Cuando creemos que nos falta tiempo y nos llenamos de excusas, todo se vuelve más difícil, hasta el disfrute de nuestros ratos de ocio. Por eso, cuando nos alejamos de los típicos pretextos para no hacer –“estoy muy ocupado”, “no puedo”, “mejor mañana” – empezamos a ver la magia en nuestras vidas e incluso en los bellos regalos que nos brinda la naturaleza para explorarlos sin necesidad de ir muy lejos ni salir del país a buscar lo que tenemos a la vuelta de la esquina… o a escasa media hora de San José.
Ahí se encuentra uno de los tantos tesoros ecológicos que todos los costarricenses, por obligación y aprecio a lo nuestro, deberíamos conocer. Ya sea para perderse entre sus senderos de bosque tropical húmero, contemplar la laguna volcánica, subir al mirador, o todas las anteriores juntas, este lugar es ideal para “desconectarse” del estrés citadino y, aunque sea por unas horas, recobrar fuerzas y energías para seguir la faena cotidiana.
Yo tenía una leve noción de ese sitio. Hace muchos años, cuando sirvió de hogar y trabajo para unos familiares cercanos, lo visité en varias ocasiones y, desde un principio me encantó. Por su clima, su frío de montaña, su aire de misterio, y, principalmente –su mayor atracción- esa enorme cruz de cemento que se levanta imponente como testigo mudo de la belleza escénica de un Valle Central que se rinde a sus pies.
Una joya natural
Así es. Les hablo del Centro Turístico Paradero Monte de la Cruz, localizado a 8 kilómetros del centro de San Rafael de Heredia y a más de 1 400 metros sobre el nivel del mar. Apenas ingresando, en medio de unos caminos que serpentean a lo largo de su densa vegetación, que sobresale entre una tímida neblina, nos percatamos que no estamos frente a un lugar común, al menos para un josefino como yo que lo único cerca que tiene, de una tonalidad similar, es el Balcón Verde… y para eso, mejor no ver nada.

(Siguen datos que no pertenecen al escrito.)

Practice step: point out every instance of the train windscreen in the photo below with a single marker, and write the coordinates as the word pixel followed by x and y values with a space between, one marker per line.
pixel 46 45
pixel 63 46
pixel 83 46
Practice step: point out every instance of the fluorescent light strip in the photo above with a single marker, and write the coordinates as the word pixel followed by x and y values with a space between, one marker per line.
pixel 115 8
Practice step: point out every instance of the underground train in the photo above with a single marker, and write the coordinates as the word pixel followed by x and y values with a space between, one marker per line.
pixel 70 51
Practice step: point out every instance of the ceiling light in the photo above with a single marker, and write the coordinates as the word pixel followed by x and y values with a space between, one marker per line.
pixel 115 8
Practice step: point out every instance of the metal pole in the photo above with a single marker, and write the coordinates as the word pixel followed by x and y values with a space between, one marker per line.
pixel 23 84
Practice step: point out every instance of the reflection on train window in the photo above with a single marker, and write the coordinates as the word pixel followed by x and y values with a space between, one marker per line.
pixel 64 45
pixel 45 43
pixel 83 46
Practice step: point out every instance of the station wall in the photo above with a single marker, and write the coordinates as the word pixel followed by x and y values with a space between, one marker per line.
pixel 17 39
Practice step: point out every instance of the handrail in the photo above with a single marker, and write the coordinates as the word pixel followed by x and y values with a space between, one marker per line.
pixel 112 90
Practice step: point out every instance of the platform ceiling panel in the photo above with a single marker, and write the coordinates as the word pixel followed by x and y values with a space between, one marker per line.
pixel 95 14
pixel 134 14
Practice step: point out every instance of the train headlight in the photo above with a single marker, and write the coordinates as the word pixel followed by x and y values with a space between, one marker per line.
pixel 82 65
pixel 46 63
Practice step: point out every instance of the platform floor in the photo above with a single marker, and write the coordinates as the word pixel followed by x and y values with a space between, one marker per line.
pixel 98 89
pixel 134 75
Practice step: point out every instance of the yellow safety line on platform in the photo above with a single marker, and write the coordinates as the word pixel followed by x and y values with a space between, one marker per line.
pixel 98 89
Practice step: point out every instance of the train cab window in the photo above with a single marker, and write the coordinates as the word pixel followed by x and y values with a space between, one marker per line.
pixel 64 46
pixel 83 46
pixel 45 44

Pero bueno, volviendo a lo bonito y al verde que vale la pena, les cuento que, como si fuera poco su belleza cien por ciento natural, adentro goza de múltiples amenidades como ranchos, cancha de fútbol y de baloncesto, juegos infantiles, entre otros atractivos que invitan a disfrutar de un relajante espacio de solaz que purifica el alma y alegra el corazón.
Eso fue precisamente lo que hicimos un grupo de queridos amigos (mi familia por elección) que nos reunimos el domingo pasado en el Monte de la Cruz para recordar el motivo por el cual vinimos a este mundo: ser felices. Dejando de lado cualquier formalidad y preocupación, nos dispusimos a pasar un día cargado de risas, bromas y sana diversión. Sin distingo de edad, profesión o nivel de seriedad, todos volvimos algunos años atrás –unos más que otros- para ser niños otra vez.
Con el perdón de los lectores que no me entiendan, de repente aquello se convirtió en una legión de personajes, en su versión más pura e inocente. Había “Macho Boys”, “Shakiritas”, “Celitas”, “Reinitas”, “Madonnitas”, “Maripositas”… y hasta una pequeña bailarina que, en la mejenga, hizo gala de sus más delicados movimientos de ballet.
¡A divertirnos!
Nadie se quedó sentado y nadie se salvó de la mojada. Corrimos y jugamos a guerra de bombas de agua, como hace tiempo no lo hacíamos. Sacamos ese loco e inquieto “pequeñín” interior y lo pusimos a correr, mojarse, embarrialarse, caerse y volverse a levantar, como se hace en los juegos, como se hace en la vida… sin importar tanto el qué dirán, ni los formalismos, ni el glamour ni ese montón de “carajadas” aburridas de la vida seria, madura y centrada de adulto. A la m… todo eso. Nos importa un cu… Si aquí venimos a divertirnos. Al final del viaje, lo único que nos llevaremos es lo vivido, lo comido y lo bailado. Eso, amigos, nadie nos lo quita. Así lo comprobamos ese día y, gustosos, lo repetiríamos. ¡Cuánta falta nos hacen estas cosas!
Si no hubiese sido por los compromisos dominicales de cada quien, es probable que ahí estaríamos todavía, riendo, conversando, vacilando –y lo más importante- creciendo como familia amorosa que somos. Y aunque cualquier lugar es bueno, cuando la compañía es la indicada, nada como hacer esa necesaria recarga de energía positiva en un paraíso que ningún costarricense, orgulloso de sus encantos naturales, debería privarse de conocer.
Tal vez así nos daríamos cuenta, como adultos que somos, que lo que nos hace falta para ser felices, es comportarnos más como niños… en el Monte de la Cruz y en cualquier lugar. ¿Cuál será su próximo destino de travesuras infantiles?